Grannie always said that whatever you do on New Year’s Day you’ll be doing all year. In the event that her superstition was somehow based in fact and just in case its power can be conjured, I am walking. And reading. And cooking. But mostly walking.
Earlier, before the pots of black-eyed peas and rice and tomatoes set themselves to simmering, there was a long trek to the beaver pond and back – three miles spotted with tread-shaped puddles and edged with rivulets just deep enough to splash under the tap dance of Owen’s paws. Not a single car or truck passed us. Not a single rabbit or squirrel made a dash into the underbrush at our approach. Not a single interruption.
It is afternoon now. The sky is losing its earlier sheen, fading from silver to pewter. From the back door I head to edge of the yard, where heavy rains have left jagged slashes in the dirt, and start uphill across the field that, until last week, was spiked with empty cotton stalks. The road is a fine place to walk, but these empty acres are better.
Ahead of me Owen has caught scent of a deer and is streaking through the woods that run along the property line. He reappears beside me, tongue lolling to the side of his mouth and caramel-colored eyes gleaming. He is so glad to have me back.
It has been weeks since we have done this, Owen and I. Weeks since we walked without purpose or destination. Weeks since feet and paws ambled, rambled, roved. The earth feels solid and sure beneath me, the first time in a long time that anything has. I am reminded of the theologian Paul Tillich’s phrase “the ground of being.” I think I might be beginning to understand it.
At the top of the hill we turn around.
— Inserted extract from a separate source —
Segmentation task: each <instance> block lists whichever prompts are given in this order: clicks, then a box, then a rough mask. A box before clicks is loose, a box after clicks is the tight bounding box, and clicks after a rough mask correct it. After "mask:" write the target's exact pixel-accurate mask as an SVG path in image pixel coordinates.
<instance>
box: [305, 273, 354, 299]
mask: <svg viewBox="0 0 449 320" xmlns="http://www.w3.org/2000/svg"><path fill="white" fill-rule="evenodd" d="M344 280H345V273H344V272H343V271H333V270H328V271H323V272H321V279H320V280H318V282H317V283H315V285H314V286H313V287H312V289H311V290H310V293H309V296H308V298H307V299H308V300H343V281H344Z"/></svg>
Start back. Repeat ourselves, but in reverse.
I was never one for resolutions, but for a few years I made a point of adopting an aspirational word as the fulcrum upon which to move through the weeks and months. Flexibility. Spontaneity. Serendipity. Rolling them around in my mouth now I realize that they were, they are young words. Words for people whose eyesight is still sharp, whose jawlines are still straight, whose skin is still taut.
If I was going to choose a word for this year – And I don’t know that I will. – it would have to be something like resilience. Or endurance. Or courage. A word hefty with appreciation of all that has come before and prescience of all that lies ahead. A word that throbs with the hard truth that one day will be the last day.
Owen beats me home. He runs wildly from one corner of the yard to the other, surveying the place as though he’s never been there before. As though he didn’t dig the holes or drag up the deer bones or destroy the croton plant. His word for 2019 is, obviously, abandon.
I watch him whirl and leap and pounce and wonder if, perhaps, we could share. If abandon might be my word, too. If, while he is cavorting through his days without restraint, I might be giving up, laying aside, handing over to better stewards that which no longer serves me. If I might match his recklessness with some of my own, walking away from one thing so that I might walk toward another.
I go in through the front door leaving Owen to chase something I can not see. The first day of the new year is waning. I walked. I read. I cooked. But mostly I walked. And, oh, how I hope Grannie was right.